How much is involved?  Can the estate not pay the sister if that is what your mother wanted?  Will it bring them above the CAT thresholds? 

Does the Credit Union pay out double the savings in the event of death?


----------



## Crugers (19 Aug 2014)

PatrickJ said:


> The son of the deceased Credit Union member was nominated as beneficiary of his mother’s CU savings... The CU are refusing to make good on the deceased members request due to her not having a valid will made.


If the credit union had a valid nomination before the member died then there should be no question of them not paying the nominee up to the maximum nominated amount (€23k). In some cases there may be a delay while they await funds due from the "free" insurance. But that would only be a delay... Any funds above the maximum nomination value (€23k) would form part of the deceased member’s estate. This is normally paid to the Administrator by cheque payable to "The Estate of...."

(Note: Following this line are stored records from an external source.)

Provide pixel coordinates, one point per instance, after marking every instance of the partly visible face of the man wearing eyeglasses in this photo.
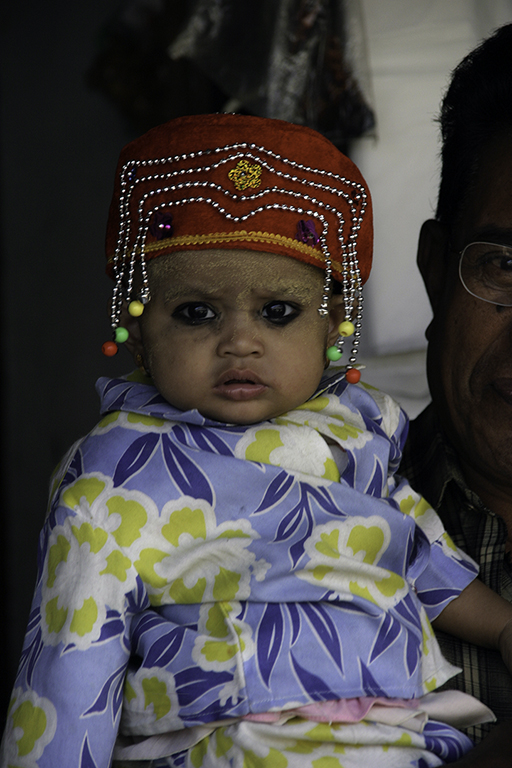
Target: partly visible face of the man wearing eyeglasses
(470, 340)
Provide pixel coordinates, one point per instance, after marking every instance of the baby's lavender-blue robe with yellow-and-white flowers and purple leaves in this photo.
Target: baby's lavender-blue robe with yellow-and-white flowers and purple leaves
(193, 572)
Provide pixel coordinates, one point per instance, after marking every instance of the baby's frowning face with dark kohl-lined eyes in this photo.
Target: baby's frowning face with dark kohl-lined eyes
(235, 334)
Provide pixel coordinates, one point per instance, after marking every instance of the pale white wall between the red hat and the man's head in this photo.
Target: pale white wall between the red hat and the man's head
(412, 45)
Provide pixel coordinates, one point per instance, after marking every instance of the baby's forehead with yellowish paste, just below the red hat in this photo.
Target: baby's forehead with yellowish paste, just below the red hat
(209, 271)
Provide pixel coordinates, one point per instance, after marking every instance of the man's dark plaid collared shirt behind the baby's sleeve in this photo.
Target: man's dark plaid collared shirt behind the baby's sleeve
(431, 467)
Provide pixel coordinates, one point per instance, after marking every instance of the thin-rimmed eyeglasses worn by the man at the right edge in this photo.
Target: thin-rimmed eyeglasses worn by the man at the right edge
(485, 270)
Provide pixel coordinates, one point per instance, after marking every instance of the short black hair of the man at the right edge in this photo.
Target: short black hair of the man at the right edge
(476, 106)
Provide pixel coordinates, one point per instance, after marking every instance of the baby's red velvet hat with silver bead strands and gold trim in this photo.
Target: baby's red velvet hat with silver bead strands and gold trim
(238, 181)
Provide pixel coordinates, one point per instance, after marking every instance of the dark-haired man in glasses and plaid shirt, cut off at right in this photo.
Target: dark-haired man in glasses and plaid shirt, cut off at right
(459, 452)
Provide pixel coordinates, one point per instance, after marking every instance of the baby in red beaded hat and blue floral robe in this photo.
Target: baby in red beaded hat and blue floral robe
(230, 572)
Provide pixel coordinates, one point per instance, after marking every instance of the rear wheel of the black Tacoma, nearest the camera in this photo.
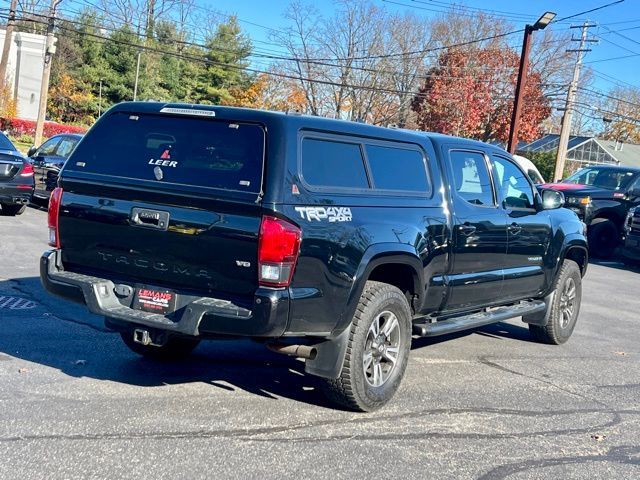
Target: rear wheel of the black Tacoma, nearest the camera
(356, 388)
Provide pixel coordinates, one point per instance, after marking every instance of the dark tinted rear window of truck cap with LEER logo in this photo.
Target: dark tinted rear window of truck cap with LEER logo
(177, 150)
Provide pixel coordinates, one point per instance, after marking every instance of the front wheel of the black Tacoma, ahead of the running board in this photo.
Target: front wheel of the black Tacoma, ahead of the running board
(562, 321)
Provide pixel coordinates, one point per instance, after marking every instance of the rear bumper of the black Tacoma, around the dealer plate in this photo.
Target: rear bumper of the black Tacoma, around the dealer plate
(195, 316)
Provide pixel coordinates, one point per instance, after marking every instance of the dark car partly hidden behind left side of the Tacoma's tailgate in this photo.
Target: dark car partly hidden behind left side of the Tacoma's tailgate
(48, 159)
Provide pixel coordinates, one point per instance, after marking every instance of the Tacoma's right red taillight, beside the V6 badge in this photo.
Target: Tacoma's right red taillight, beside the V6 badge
(278, 248)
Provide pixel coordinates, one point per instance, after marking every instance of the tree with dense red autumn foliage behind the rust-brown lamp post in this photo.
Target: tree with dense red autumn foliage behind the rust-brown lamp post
(470, 94)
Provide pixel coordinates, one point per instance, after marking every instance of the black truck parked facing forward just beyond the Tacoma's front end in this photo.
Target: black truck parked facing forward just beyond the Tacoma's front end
(601, 196)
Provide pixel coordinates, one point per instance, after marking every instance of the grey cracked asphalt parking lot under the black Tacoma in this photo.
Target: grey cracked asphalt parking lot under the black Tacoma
(76, 403)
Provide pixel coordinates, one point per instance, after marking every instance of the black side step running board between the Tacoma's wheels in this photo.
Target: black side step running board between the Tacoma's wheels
(451, 325)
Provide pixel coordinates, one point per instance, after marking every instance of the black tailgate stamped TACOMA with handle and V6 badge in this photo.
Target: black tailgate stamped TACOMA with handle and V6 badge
(203, 245)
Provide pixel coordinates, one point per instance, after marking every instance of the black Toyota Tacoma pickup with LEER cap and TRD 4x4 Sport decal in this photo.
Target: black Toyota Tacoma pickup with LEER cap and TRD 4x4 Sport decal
(331, 241)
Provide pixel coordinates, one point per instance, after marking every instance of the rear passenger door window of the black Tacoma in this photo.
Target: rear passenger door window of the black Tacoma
(472, 182)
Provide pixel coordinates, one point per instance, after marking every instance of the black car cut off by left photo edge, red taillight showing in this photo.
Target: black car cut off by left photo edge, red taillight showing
(16, 179)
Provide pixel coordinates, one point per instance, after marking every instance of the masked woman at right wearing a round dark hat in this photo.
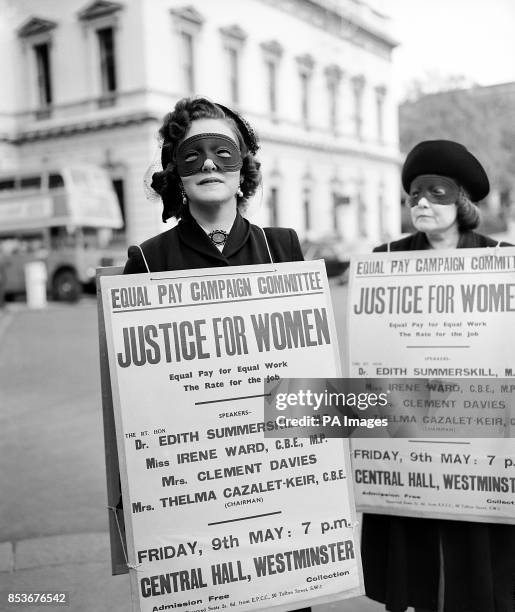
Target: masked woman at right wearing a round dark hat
(439, 565)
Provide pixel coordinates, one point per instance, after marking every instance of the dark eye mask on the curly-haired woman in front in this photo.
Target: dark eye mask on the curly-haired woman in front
(220, 149)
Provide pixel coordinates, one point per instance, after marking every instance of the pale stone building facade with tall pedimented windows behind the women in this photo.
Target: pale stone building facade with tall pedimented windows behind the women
(90, 81)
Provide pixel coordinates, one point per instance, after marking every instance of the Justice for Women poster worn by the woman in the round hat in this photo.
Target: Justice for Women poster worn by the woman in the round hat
(438, 315)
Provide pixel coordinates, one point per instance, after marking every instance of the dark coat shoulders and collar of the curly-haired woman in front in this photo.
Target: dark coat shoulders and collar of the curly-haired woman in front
(186, 246)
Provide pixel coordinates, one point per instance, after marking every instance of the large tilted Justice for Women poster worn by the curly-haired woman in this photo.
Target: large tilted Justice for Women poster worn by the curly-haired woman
(218, 516)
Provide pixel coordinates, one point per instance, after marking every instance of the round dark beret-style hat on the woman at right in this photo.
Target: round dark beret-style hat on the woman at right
(446, 158)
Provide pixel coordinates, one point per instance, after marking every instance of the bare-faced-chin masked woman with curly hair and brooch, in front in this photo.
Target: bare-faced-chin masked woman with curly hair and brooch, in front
(209, 172)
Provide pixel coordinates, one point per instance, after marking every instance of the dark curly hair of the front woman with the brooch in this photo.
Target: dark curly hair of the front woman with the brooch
(167, 183)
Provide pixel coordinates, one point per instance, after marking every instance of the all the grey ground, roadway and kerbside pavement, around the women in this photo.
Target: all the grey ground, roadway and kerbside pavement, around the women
(53, 519)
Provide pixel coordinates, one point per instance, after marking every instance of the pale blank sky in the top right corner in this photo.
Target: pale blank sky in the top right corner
(474, 38)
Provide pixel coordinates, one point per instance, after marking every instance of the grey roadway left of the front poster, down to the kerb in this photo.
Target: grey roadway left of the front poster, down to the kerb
(51, 423)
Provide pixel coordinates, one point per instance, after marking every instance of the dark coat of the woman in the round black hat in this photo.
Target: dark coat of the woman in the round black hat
(401, 556)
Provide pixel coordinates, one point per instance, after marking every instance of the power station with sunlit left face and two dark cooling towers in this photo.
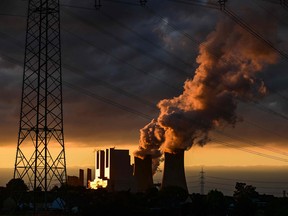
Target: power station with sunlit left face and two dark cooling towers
(114, 171)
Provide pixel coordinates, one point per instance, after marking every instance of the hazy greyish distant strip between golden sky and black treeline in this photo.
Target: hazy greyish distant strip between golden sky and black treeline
(267, 180)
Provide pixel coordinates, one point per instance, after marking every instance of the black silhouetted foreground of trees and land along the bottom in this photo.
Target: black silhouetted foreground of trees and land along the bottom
(16, 200)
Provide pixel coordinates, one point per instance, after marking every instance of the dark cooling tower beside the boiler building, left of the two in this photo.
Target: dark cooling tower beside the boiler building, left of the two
(143, 173)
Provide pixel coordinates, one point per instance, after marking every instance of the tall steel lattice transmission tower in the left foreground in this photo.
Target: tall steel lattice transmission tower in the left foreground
(41, 117)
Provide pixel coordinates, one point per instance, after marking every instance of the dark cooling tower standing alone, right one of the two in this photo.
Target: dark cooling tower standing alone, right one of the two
(174, 173)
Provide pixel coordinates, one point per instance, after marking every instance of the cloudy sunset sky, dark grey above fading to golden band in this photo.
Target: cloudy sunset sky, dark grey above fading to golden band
(120, 62)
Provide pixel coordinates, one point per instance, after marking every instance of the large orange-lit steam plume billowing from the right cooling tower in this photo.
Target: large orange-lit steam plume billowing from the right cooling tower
(209, 99)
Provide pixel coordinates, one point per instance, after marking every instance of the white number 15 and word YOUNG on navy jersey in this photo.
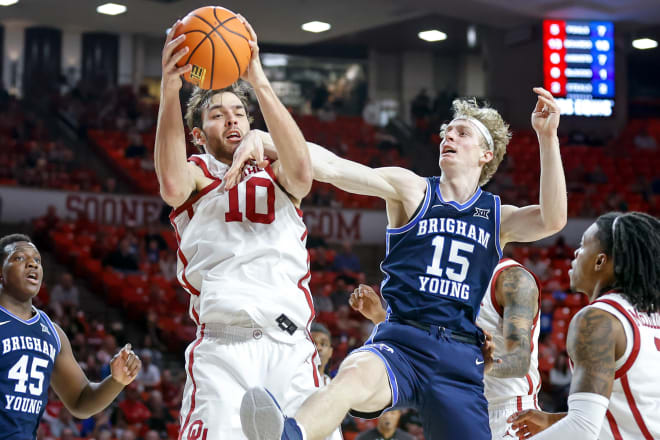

  Credit Unions would not normally/usually/EVER concern themselves with a deceased member’s ‘Last Will and Testament’. I can't see any reason why they would. As far as I know no bank or other financial institution does either!


----------



## Thirsty (21 Aug 2014)

> Last Will and Testament’. I can't see any reason why they would. As far as I know no bank or other financial institution does either


Bank will open an executor's account on presentation of will (or certified copy) which states who the executors are.


----------